Autism's False Prophets: Bad Science, Risky Medicine & The Search For A Cure

P.A. Offit

John Wiley & Sons Ltd (2008)

This book reaches far beyond microbiology. It reviews aspects of the distressing story of autistic children, their emotionally and financially exhausted, totally desperate parents, and of interest groups trying to pinpoint an external cause of autism and to pursue class-action lawsuits. Autism is a severe impairment of social interaction abilities of young children who develop aggressive behaviour or 'walk as if in a shadow, and live in a world of their own where they cannot be reached'. Much work has gone into researching the cause(s) of this devastating condition. In the late 1990s, some doctors in the UK came up with the theory that the measles mumps rubella (MMR) vaccine may be one of the causes of autism, and vigorous publication of this claim led to a significant decrease in vaccine uptake and to small outbreaks of measles, a vaccine-preventable disease, including a few deaths. It took many large epidemiological studies before the theory was finally repudiated. The discovery of the vested interests of the researchers involved did not help their case. But the damage was done. Parents, mistrusting vaccinations, were looking for other possible causes, and thimerosal, a mercury-containing disinfectant added to many vaccines, was accused as another possible culprit. The discussions became increasingly heated and political, and again years passed before the results of large epidemiological studies abrogated this hypothesis. The observation that within a period of 6 years when thimerosal had been removed from vaccines in several countries, the numbers of local cases of autism did not drop, but rather increased, was the final counterargument. The book contains an impressive chapter in which the proceedings of a court case on MMR vaccine as a possible cause of autism with all its ramifications (personal tragedy, heated accusations and replies, cross-examination of witnesses, etc.) are described. Furthermore, many therapies of autism were found to be 'diverse, expensive, and unproven'. Doctors using them were accused of working up parents who were 'hooked on hope'.

The book discusses interrelationships between science and the media, science and society and the difficulties of achieving a public understanding of science in matters which are loaded with emotions. Whilst the stories of claims of and objections to theories of the cause of autism and the description of various cures offered to treat autism make fascinating reading, I felt that the evaluation of credible causes of autism (chapter 11) was not comprehensive.

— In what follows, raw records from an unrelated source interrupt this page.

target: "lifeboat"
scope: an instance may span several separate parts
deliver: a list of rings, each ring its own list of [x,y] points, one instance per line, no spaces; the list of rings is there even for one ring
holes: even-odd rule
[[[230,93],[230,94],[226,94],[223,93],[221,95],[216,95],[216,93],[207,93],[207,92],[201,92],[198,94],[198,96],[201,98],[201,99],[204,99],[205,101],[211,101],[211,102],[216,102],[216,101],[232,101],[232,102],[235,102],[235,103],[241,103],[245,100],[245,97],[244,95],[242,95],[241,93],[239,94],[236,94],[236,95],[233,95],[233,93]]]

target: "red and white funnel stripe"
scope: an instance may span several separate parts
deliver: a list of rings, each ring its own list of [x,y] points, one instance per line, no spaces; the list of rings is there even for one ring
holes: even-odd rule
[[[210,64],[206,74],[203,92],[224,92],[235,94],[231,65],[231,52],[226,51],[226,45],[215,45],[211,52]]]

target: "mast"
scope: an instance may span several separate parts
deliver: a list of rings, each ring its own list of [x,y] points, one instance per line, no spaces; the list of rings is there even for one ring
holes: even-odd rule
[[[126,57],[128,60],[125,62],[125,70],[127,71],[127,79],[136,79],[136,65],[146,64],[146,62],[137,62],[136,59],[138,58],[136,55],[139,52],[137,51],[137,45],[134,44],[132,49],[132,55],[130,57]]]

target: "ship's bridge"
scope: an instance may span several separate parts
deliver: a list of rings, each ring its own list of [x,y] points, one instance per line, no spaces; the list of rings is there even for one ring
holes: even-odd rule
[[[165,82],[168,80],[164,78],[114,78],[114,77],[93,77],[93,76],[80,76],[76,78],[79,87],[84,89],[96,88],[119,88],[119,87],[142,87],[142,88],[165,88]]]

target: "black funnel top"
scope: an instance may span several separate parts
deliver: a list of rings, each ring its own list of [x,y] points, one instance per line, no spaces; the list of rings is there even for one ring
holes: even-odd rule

Paul Offit is very perceptive on issues at the interface of medicine, science, public health and the law. He is determined to mediate mutual understanding among representatives of different perspectives by describing the backgrounds and basis on which people operate and act. Dr Offit's great abilities in this respect were already obvious in his engaging books The Cutter Incident and Vaccinated.

It is highly desirable that this book gains a wide readership among health care workers of all specialties, scientists in academia, government and industry, public health opinion leaders, lawyers, interested students of the biomedical sciences, and, last but not least, members of the wider public.